All individuals on the lower bound have nonzero values for unobserved inputs because some of these inputs contribute negatively to the COMPAS score, thereby negating the positive contribution from other inputs, allowing the individual to have the lowest possible COMPAS score. We find this unlikely because, according to the COMPAS documentation, age and age-at-first-arrest are the only variables that contribute negatively to the COMPAS score. As discussed above, age-at-first-arrest equals age for most of the individuals on the lower bound, so there is no contribution from age-at-first-arrest. Though we claim the COMPAS documentation is not completely accurate, we believe it is reliable in this respect because it would be unintuitive for the other inputs to contribute negatively to the COMPAS scores.
Some individuals on the lower bound have nonzero values for unobserved inputs, but manual overrides occurred for all of these individuals so that the only contribution to their score was age. This is possible, but implies that the only factor influencing their COMPAS scores was age, which then agrees with our hypothesis.
For these reasons, we believe that these individuals have the lowest possible COMPAS scores for their age and lie on the true age functions.

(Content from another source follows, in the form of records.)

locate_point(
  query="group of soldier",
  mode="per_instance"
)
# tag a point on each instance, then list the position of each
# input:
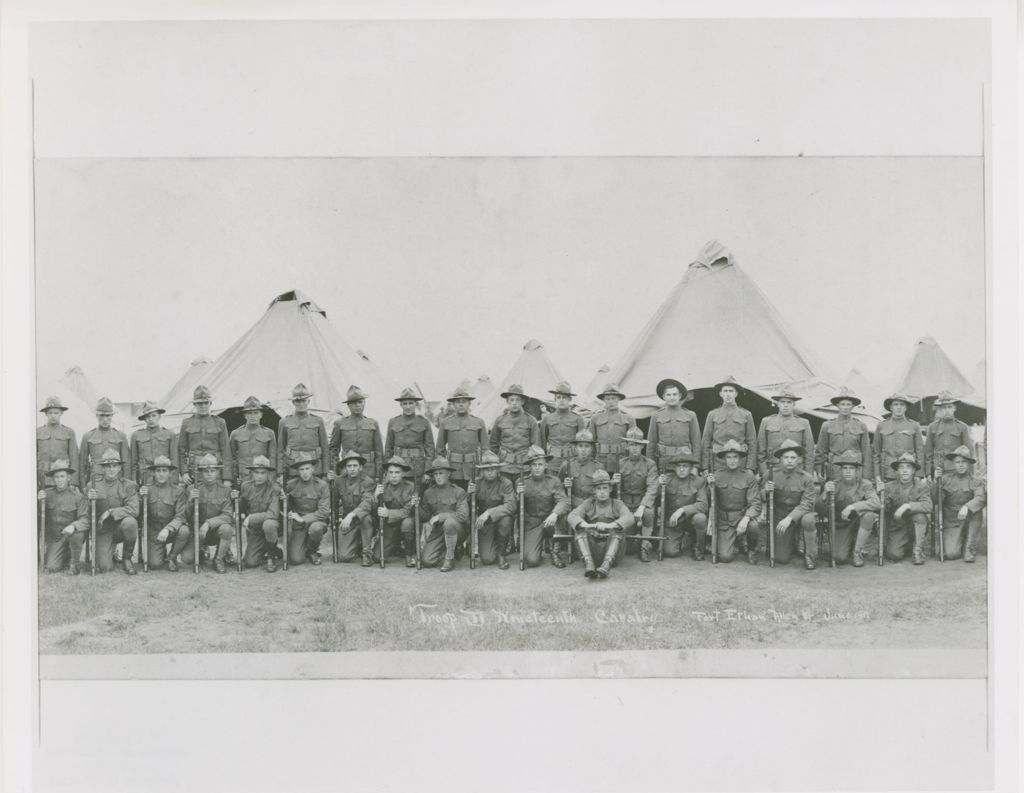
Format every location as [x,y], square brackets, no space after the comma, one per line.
[559,487]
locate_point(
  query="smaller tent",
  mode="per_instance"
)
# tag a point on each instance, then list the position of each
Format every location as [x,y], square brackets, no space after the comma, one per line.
[535,372]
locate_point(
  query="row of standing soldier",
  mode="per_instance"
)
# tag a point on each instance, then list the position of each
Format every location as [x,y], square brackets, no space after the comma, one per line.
[571,459]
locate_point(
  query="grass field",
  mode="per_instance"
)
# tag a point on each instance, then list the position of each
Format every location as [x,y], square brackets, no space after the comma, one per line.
[676,603]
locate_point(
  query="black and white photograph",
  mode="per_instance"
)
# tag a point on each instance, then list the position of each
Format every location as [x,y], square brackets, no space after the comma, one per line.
[487,357]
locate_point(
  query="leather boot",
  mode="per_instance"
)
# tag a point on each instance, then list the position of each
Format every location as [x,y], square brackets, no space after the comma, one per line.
[609,557]
[587,556]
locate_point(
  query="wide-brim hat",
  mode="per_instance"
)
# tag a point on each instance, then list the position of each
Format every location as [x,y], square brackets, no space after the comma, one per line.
[611,389]
[905,458]
[668,381]
[52,403]
[961,451]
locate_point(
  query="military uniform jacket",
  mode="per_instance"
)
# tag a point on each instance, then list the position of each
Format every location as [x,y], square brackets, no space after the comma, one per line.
[247,444]
[361,434]
[167,506]
[410,437]
[147,445]
[310,499]
[944,437]
[733,423]
[915,493]
[843,433]
[795,494]
[94,443]
[558,430]
[581,473]
[611,511]
[55,443]
[609,426]
[512,435]
[204,434]
[355,496]
[446,502]
[215,506]
[691,492]
[498,496]
[120,497]
[957,491]
[736,496]
[673,431]
[859,494]
[260,502]
[64,508]
[639,478]
[543,497]
[462,439]
[774,430]
[893,437]
[398,500]
[303,433]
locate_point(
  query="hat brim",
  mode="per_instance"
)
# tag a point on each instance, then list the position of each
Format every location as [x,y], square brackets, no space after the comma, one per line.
[668,382]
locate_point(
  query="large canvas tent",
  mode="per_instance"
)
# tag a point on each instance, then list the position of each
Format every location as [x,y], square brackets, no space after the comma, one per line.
[928,371]
[535,372]
[716,323]
[292,342]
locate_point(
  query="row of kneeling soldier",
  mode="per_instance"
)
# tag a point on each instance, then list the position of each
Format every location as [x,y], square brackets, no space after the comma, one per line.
[558,487]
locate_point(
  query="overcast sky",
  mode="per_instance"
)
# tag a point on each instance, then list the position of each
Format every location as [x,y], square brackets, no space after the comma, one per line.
[153,247]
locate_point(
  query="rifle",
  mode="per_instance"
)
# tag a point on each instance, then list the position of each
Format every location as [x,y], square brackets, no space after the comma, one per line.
[92,536]
[771,516]
[42,532]
[474,539]
[522,526]
[284,520]
[832,529]
[712,523]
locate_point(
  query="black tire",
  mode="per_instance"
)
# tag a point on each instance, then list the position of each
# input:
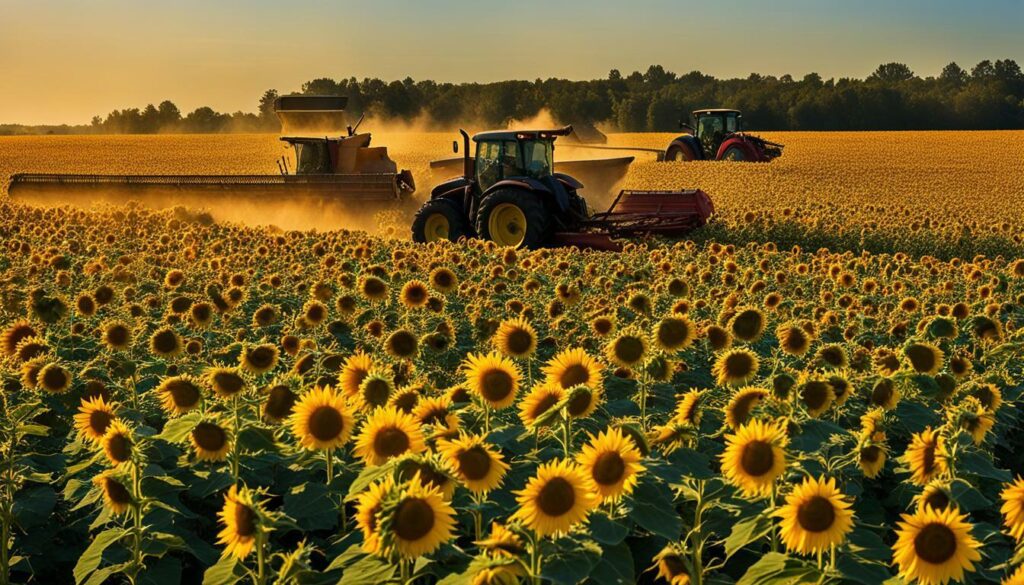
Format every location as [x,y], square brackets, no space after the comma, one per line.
[679,152]
[538,218]
[458,224]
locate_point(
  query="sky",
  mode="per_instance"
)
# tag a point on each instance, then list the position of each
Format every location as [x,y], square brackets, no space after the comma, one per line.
[67,60]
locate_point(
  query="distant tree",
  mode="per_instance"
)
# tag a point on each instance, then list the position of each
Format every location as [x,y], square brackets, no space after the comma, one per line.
[891,73]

In this section, we briefly consider an alternative explanation for the nonlinearity in age. As observed in Section 4, there are a greater proportion of individuals at lower ages than at higher ages in our data. If we consider the possibility that age follows a Gaussian distribution with respect to the COMPAS score, it is possible that the nonlinear behavior we observe in the lower bound of individuals’ COMPAS raw scores vs current age is induced by more extreme values appearing when we have more samples. However, exploratory analysis mitigates this concern.
Figure A7 shows the number of individuals per age group. As Figure A8 shows, sampling min (150, number of individuals per age) for each age group does not alter the nonlinearity of the lower bound. Moreover, polynomials fit using only the sampled data are very close to the polynomials fit using the full data.
We attempt to replicate ProPublica’s logistic regression of the COMPAS score category (Medium or High Risk vs. Low Risk) on various features, including race. Coefficient estimates and standard errors are shown in Table A3. Since recidivism (the outcome for our recidivism prediction models) is used as a covariate in ProPublica’s analysis, we exclude any observation for which there is less than two years of data beyond the screening date. Note that if two-year recidivism is used in ProPublica’s model, it is using information that by definition is not available at the time that the COMPAS score is calculated.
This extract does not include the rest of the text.